Un objet vidéoludique complexe
L’histoire navale militaire passionne car elle est faite d’innovations, d’aventures, de personnalités fascinantes et de batailles tragiques. Tout ce qui est nécessaire à un bon scenario de jeu vidéo… Mais si les combats navals, aéronavals et amphibies ont depuis longtemps investi le domaine des jeux d’action (comme dans les grandes scènes de débarquements de Call of Duty ou Medal of Honor), ce n’est pas ce que recherchent les vrais adeptes de la guerre navale.
De fait, c’est peut-être la série de jeux de stratégie “Total War” qui a le mieux exploité la puissance des grandes flottes du passé dans ses différents opus. Ainsi, dans Empire, en 2009, les flottes ont une importance capitale dans le contrôle du monde au XVIIIe siècle, et c’est aussi le cas dans les épisodes qui concernent Rome (notamment dans le contrôle du bassin méditerranéen et la lutte à mort contre Carthage) et la Grèce Antique (où mes trirèmes athéniennes sont indispensables à la lutte contre la Perse).
Assassin’s Creed Odyssey offre quelques moments épiques en mer Egée !
Ubisoft avait aussi tenté de rendre compte de la fureur des abordages dans son Assassin’s Creed Black Flag. Si la gestion de l’artillerie navale est totalement farfelue, avouons que les combats à l’arme blanche se prêtent parfaitement aux assauts sur les ponts des galions espagnols. Origins (2017) et Odyssey (2018) ont tenté de réutiliser la recette (qui aurait pu imaginer autre chose de la part de l’éditeur ?) en la transposant à l’Antiquité, mais le résultat est assez décevant… Espérons que Skulls and Bones, l’arlésienne du jeu de pirate, vienne rectifier le tir !
La 2ème Guerre Mondiale, un marché à part entière
S’il est bien une période de la guerre navale surreprésentée dans le jeu vidéo, c’est bien la Seconde Guerre Mondiale. C’est vrai qu’elle offre deux axes scénaristiques majeurs, avec l’avènement de l’aéronavale (avec la guerre du Pacifique et ses affrontements épiques, surtout rendus dans des simulations aériennes) et surtout du sous-marin et de son alter-ego, le destroyer (bataille de l’Atlantique), mais aussi.

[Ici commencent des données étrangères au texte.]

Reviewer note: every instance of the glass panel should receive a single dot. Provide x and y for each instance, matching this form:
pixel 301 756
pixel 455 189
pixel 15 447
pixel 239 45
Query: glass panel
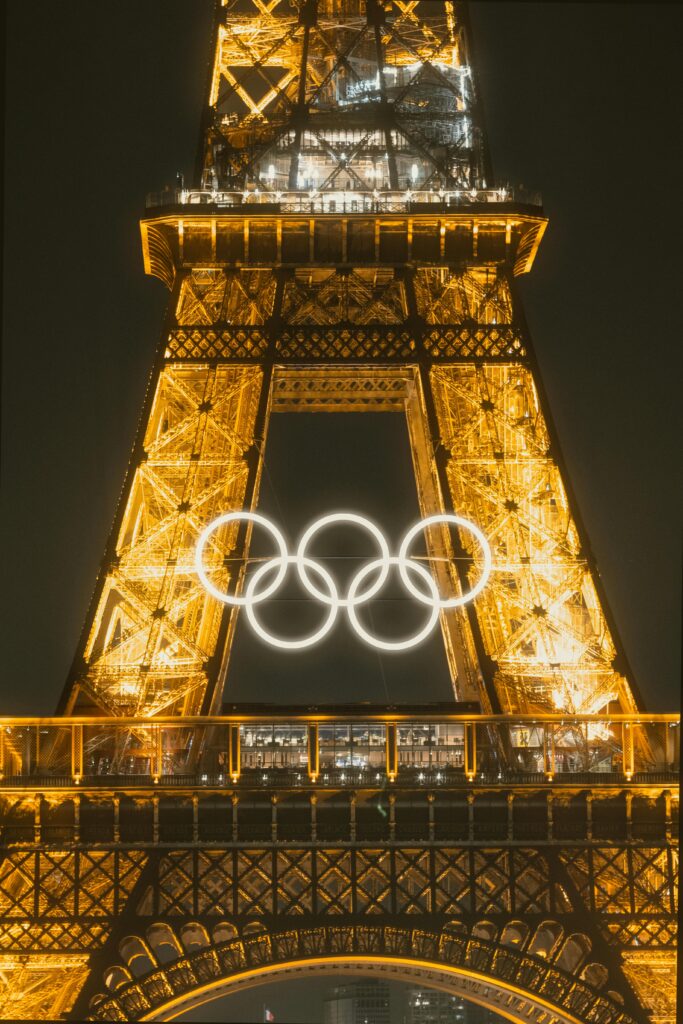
pixel 269 744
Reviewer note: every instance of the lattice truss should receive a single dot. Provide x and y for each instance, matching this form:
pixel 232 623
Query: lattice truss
pixel 473 296
pixel 156 626
pixel 540 613
pixel 338 65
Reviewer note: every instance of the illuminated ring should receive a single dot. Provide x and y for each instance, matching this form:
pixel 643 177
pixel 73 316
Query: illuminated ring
pixel 403 560
pixel 392 644
pixel 308 641
pixel 359 521
pixel 251 598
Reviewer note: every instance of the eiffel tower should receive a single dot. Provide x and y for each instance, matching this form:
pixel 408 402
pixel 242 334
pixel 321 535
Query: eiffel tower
pixel 344 249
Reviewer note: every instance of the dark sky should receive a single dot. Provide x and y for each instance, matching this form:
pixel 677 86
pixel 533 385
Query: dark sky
pixel 103 100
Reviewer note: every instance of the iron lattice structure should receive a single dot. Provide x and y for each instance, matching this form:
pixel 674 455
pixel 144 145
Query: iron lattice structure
pixel 345 248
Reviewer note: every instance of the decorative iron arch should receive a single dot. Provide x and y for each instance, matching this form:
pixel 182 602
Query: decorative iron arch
pixel 527 976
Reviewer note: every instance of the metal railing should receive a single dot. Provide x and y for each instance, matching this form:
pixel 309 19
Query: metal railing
pixel 338 751
pixel 332 201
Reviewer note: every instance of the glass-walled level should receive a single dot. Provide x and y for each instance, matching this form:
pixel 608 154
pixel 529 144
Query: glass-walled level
pixel 273 745
pixel 306 752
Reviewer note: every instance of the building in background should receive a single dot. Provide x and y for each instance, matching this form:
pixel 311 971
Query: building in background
pixel 364 1001
pixel 427 1006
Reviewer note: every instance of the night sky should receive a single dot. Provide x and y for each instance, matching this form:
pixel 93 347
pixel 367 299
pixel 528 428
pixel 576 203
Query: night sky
pixel 103 101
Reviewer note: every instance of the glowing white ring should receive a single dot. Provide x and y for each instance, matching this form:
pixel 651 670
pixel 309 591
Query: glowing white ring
pixel 308 641
pixel 359 520
pixel 236 517
pixel 456 520
pixel 353 598
pixel 392 644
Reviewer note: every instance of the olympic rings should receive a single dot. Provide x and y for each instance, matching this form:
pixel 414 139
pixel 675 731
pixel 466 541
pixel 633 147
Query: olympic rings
pixel 355 596
pixel 456 520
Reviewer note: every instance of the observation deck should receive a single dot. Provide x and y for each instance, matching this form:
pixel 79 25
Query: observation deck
pixel 321 774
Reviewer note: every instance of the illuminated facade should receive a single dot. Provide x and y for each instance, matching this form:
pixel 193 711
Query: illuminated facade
pixel 345 249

De fait, la série des Silent Hunter (édités, puis développés par Ubisoft) a, depuis presque 30 ans, des fans inconditionnels qui continuent à modder des jeux qui saisissent toujours par leur réalisme et leur technicité. Elle a aujourd’hui des héritiers variés, comme “UBOAT” qui vous permettent, outre de combattre, de gérer l’ensemble de votre équipage dans des sous-marins fidèlement reconstitués. Ou encore “Destroyer – The U-Boat Hunter”, qui proposera bientôt de jouer le chasseur de meutes comme son lointain ancêtre, Advanced Destroyer Simulator.
Uboat (2019) vous permet de gérer votre équipage de sous-marin.
Pour être tout à fait objectifs, n’oublions pas non plus les grands jeux multijoueur à succès comme “World of Warships” ou “War Thunder” ont su rendre accessibles au grand public des affrontements longtemps restés austères. Surtout, ils assurent la transmission d’une certaine culture navale auprès des joueurs.
On atteint aujourd’hui un niveau de détails impressionnant: ici l’USS Arizona dans War Thunder.
World of warships, rare jeu donnant accès au magnifique cuirassé français Richelieu.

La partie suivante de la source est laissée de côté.